There is great uncertainty around the prices farmers will be offered at the start of the new financial year in July. Coronavirus has caused chaos throughout the world including on the domestic and international dairy market. As a result, demand for dairy products has been altered and in many cases the price of products has been reduced.
In Queensland, Lion suppliers are extremely unhappy with the price they receive. At around 6c/litre below the market price in southern Queensland and around 9c/L less in north Queensland than Lactalis and Norco suppliers in southern Queensland, it is hardly surprising. These suppliers are keen to see Lion match the price paid by other major processors in Queensland receive and would like to see Lion make up for the underpayment that has occurred over the past year. If this doesn't occur, many Lion farmers will either change processors or leave the industry.
For Norco suppliers, prices increased substantially in January this year. However, prices in July to December 2019 were at lower levels and there was a strong expectation from farmers that prices in July to December this year would be significantly higher to make up the shortfall.
It would cause significant farmer exits and production decreases if prices in July to December were reduced. Even if prices were maintained in July to December, some Norco farmers would be expected to exit as production is unlikely to increase as it normally would during spring due to the ongoing drought conditions.
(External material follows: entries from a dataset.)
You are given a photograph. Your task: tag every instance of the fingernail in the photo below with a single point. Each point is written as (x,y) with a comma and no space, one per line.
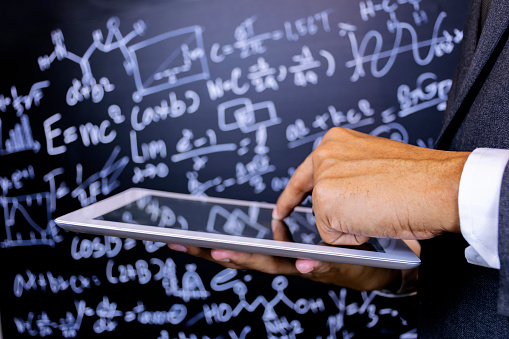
(219,256)
(304,267)
(275,216)
(273,225)
(178,248)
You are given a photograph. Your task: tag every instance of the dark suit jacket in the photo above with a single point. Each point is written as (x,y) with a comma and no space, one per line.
(459,299)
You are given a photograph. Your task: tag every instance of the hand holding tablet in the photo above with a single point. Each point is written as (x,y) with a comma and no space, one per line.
(225,224)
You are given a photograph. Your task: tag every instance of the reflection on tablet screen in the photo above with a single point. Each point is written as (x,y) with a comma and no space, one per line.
(238,220)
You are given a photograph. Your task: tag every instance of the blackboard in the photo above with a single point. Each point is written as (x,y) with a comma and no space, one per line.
(210,97)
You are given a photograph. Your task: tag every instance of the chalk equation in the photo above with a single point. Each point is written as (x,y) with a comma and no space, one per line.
(107,316)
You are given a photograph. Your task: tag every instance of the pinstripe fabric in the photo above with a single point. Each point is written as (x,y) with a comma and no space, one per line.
(458,299)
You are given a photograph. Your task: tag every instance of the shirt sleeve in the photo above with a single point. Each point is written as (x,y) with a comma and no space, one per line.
(478,204)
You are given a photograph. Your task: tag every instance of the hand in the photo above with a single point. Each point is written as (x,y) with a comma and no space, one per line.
(362,278)
(364,186)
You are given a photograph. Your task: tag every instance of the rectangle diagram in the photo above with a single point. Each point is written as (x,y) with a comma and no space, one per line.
(166,61)
(244,115)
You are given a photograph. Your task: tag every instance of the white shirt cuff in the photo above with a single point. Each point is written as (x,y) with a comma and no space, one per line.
(478,203)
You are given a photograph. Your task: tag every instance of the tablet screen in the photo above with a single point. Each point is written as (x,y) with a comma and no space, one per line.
(251,220)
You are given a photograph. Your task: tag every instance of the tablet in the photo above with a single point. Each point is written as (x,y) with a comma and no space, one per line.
(224,224)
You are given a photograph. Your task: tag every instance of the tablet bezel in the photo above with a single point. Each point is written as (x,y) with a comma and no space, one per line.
(397,254)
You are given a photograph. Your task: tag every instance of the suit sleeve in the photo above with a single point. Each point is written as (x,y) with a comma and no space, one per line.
(503,245)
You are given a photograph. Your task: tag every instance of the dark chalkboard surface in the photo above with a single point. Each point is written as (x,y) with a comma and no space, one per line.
(210,97)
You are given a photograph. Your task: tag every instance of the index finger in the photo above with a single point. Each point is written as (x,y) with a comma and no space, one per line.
(300,185)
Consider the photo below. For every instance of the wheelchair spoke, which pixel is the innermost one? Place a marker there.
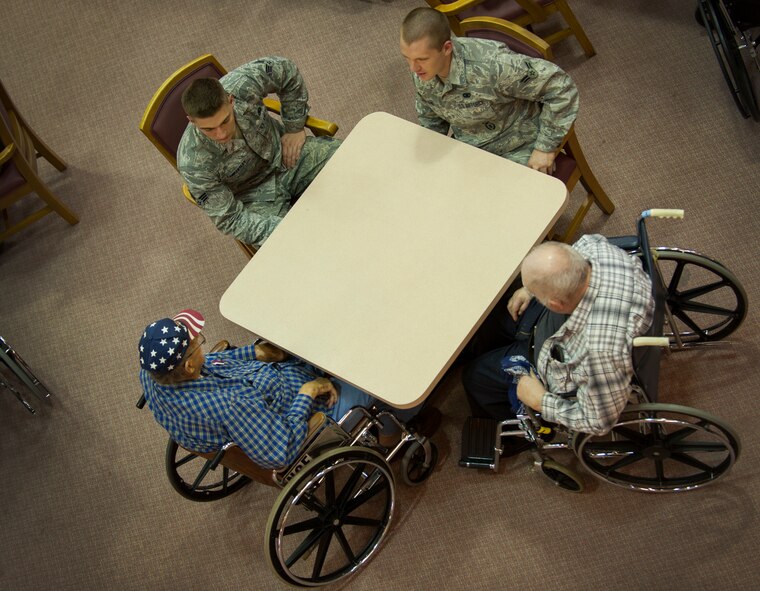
(697, 292)
(623, 462)
(659, 467)
(305, 525)
(319, 563)
(705, 309)
(691, 461)
(365, 521)
(308, 543)
(352, 504)
(186, 459)
(350, 484)
(345, 546)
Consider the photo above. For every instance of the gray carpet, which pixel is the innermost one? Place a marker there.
(86, 503)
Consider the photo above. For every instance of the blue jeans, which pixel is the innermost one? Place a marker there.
(351, 396)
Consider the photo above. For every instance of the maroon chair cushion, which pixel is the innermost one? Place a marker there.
(565, 166)
(514, 44)
(506, 9)
(170, 121)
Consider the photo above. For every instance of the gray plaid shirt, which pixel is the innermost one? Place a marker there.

Lactalis suppliers have been able to lock down a farmgate prices until December at a price that many farmers see as reasonable in the current uncertain market.
All processors need to be aware of the likely impacts on production and farmer numbers from lowering prices or maintaining low prices in the current market.
Lion must comply with its contractual obligation to set a commercially competitive price and make up for its uncompetitive price for the past year. And Norco must at least maintain its price in July and use this as a platform to increase its price later in the year.
If processors use the current market uncertainty to pay farmers a low-ball price, permanently lower farm numbers, lower production and increased trucking of milk from Victoria at high cost will be the obvious consequence.
What Australian consumers have learned through the pandemic, is the real value of our domestic industries and the importance of our food security. It is up to processors and retailers to follow suit and pay accordingly.